Oil prices are generally seeking higher ground, responding to yesterday’s EIA inventory report. Crude prices are up $.50 today to $52.64, after trading flat yesterday. Just last week, crude prices peaked above $50 for the first time in months; in the past, prices hitting $50 has triggered selling and traders bidding the market down again. This time prices have held their ground, signaling the bullish sentiment in the market.
Refined products are mixed. Diesel is flat at $1.8471, after trading slightly lower yesterday. As the Market at a Glance chart below shows, diesel prices have broken out and soared higher, gaining over 40 cents since June. The
Gasoline is a bit lower this morning, down roughly a penny from yesterday’s close to $1.6442. Gasoline gave up almost four cents yesterday in response to the EIA’s inventory report, bringing it back down from highs earlier this week. Prices are up from this morning, when prices opened in the $1.63 range.
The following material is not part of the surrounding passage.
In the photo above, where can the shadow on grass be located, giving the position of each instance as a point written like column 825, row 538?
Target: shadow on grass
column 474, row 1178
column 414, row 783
The EIA released their inventory report yesterday, and markets are finally beginning to respond to the EIA’s report, with stock movements more or less inversely correlated with price. Crude stocks fell 1.8 million barrels (MMbbls), a larger draw than the API predicted and a complete reversal from the market’s expected stock build. Crude stocks have built 15 MMbbls over the past month following Harvey, so the draw is seen as a strong sign of market normalization. Gasoline also proved to be a surprise player, with a 1.1 MMbbl build, compared to an expected stock draw.
On the international front, tensions are escalating in Iraq. After a 93% vote by Kurds in favor of independence, Iraq is moving troops into Kirkuk, one of the contested areas, to take control of oil fields in the area. Turkey continues to support Baghdad, hoping that a decisive response to the referendum will help prevent the movement from spreading to Turkish Kurds. Turkey PM Erdogan has warned that the nation may close off the pipeline that connects the Iraqi Kurd’s oil fields to outside markets. Markets are closely watching to see if the situations devolves into conflict and instability, particularly focusing on how the situation will affect oil production.